M. Laurent Nunez, secrétaire d'État auprès du ministre de l'intérieur. Nous entamons la dernière partie de l'examen du budget du ministère de l'intérieur avec l'examen des crédits de la mission « Immigration, asile et intégration ». Avant d'entrer dans le détail des chiffres évoqués par les orateurs qui se sont succédé, j'aimerais redire une chose : la politique migratoire est une politique sensible et complexe qui demande exigence, réflexion et nécessite un débat apaisé fondé sur des faits, et non sur des a priori.
Ces dernières semaines, nous avons beaucoup débattu de politique migratoire. C'est un devoir de notre part, car nous devons regarder notre système migratoire en face pour réussir à le sauver. C'est un devoir, aussi, parce que la politique migratoire est un sujet qui interroge et préoccupe de nombreux Français, à qui nous devons des réponses.
Les échanges de cette dernière semaine, le débat sur l'immigration qui s'est tenu ici même et les décisions qui seront prises prochainement constituent la suite naturelle de l'action du Gouvernement, qui s'engage depuis le début du mandat, sous l'impulsion du Président de la République, afin d'affirmer notre droit, afin d'offrir à chacun des conditions dignes et d'intégrer parfaitement celles et ceux que nous choisissons d'accueillir.
M. Ugo Bernalicis. On l'a vu !
M. Laurent Nunez, secrétaire d'État. Les crédits de la mission « Immigration, asile et intégration » sont en cohérence avec nos ambitions. C'est pourquoi, en 2020, ils s'établiront à 1,82 milliard d'euros, ce qui représente une augmentation de 9,6% à périmètre constant. Ces moyens, je souhaite le dire en réponse à certaines interventions, se fondent sur des réalités. En 2018, 256 000 personnes sont entrées légalement sur notre territoire. Parmi elles, 90 000 sont arrivées par la voie du regroupement familial, ce qui est un chiffre stable. Nous notons aussi l'arrivée de 83 000 étudiants et de 33 000 personnes pour des motifs économiques. Ces chiffres en croissance reflètent l'attractivité de notre pays et la politique volontariste que met en place le Gouvernement pour attirer des talents, notamment des étudiants. (M. Ugo Bernalicis et M. M'jid El Guerrab protestent.)
En 2018, on a compté 120 000 demandes d'asile : c'est un record, en effet. C'est aussi une singularité, car, dans le même temps, le nombre de demandes d'asile baissait en Europe. Il baissait même très fortement chez certains de nos voisins, comme en Allemagne où il diminue de 18%. Cette singularité interroge. Elle a des causes multiples. Certaines sont européennes, certaines tiennent peut-être à notre système. Quoi qu'il en soit, nous devons être en mesure de l'expliquer aux Français.

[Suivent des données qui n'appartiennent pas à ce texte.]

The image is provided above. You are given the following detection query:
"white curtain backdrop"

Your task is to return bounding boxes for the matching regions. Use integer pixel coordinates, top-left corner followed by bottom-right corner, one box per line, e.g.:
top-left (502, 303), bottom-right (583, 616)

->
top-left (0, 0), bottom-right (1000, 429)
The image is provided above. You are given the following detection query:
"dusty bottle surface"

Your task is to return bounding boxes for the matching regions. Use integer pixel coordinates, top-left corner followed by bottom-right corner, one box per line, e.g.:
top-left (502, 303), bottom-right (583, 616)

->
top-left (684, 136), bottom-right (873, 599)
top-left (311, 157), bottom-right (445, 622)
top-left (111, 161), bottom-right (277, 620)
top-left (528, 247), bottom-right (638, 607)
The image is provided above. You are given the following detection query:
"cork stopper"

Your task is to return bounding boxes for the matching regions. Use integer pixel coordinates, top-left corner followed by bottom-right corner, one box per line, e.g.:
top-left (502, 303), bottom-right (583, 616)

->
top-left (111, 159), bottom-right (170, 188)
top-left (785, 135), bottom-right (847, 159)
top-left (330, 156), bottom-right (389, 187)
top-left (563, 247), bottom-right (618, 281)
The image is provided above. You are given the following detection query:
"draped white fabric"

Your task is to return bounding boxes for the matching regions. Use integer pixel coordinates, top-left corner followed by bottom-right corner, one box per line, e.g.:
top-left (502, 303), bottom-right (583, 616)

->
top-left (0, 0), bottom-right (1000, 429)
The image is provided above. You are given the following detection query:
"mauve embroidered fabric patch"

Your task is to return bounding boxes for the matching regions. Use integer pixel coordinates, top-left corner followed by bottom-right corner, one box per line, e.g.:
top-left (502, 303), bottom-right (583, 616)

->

C'est pour cette raison que nous avons décidé d'agir fort : les crédits consacrés à l'asile et à l'immigration sont en augmentation avec 1,38 milliard d'euros, soit une hausse de 10,5% par rapport à l'année dernière.
Cette hausse des crédits nous permettra, notamment, de poursuivre nos efforts en matière de réduction des délais d'instruction des demandes d'asile, pour atteindre notre objectif de six mois.
Nous allons continuer à renforcer l'OFPRA, en créant 200 ETP. C'est une augmentation de 25% des effectifs, lesquels s'établiront au total à plus de 1 000 en 2020.
Nous savons également que, pour atteindre notre objectif des six mois, ce n'est pas seulement à l'OFPRA mais à tout notre système que nous devons offrir plus de moyens. C'est pourquoi nous allons également renforcer les moyens de la Cour nationale du droit d'asile, la CNDA, avec cinquante-neuf ETP supplémentaires pour 2020, qui viendront compléter les 102 ETP supplémentaires de 2018 et les 122 de 2019.
Par ailleurs, prévoir de meilleures capacités de traitement des demandes est indissociable, je crois, de l'impératif d'accorder des conditions d'accueil dignes à toutes celles et à tous ceux qui demandent l'asile. Je tiens à préciser que, depuis 2017, les effectifs de l'OFII ont crû de plus 119 ETP. C'est pourquoi nous continuerons, en 2020, l'effort entrepris depuis le début de la législature pour augmenter nos capacités d'hébergement.
Le PLF pour 2020 permettra donc de consolider les créations de places mises en oeuvre depuis 2017 : au total, 3 000 places supplémentaires dans les centres d'accueil de demandeurs d'asile et 5 000 places supplémentaires pour l'hébergement d'urgence pour demandeurs d'asile. En outre, nous avons mené un effort nécessaire pour rendre plus sincère le budget de l'allocation pour les demandeurs d'asile : 448 millions d'euros y seront consacrés en 2020, soit une hausse de 33,4%, pour faire correspondre, enfin, le budget à la réalité des dépenses de l'ADA.
Mais, si nous mettons tout en oeuvre pour examiner plus rapidement les demandes et nous assurer que chacun soit hébergé dans des conditions dignes, nous devons aussi nous montrer très fermes sur le respect de notre droit. Sur ce thème, là encore, le Gouvernement s'est engagé et la loi pour une immigration maîtrisée, un droit d'asile effectif et une intégration réussie a été une première étape fructueuse.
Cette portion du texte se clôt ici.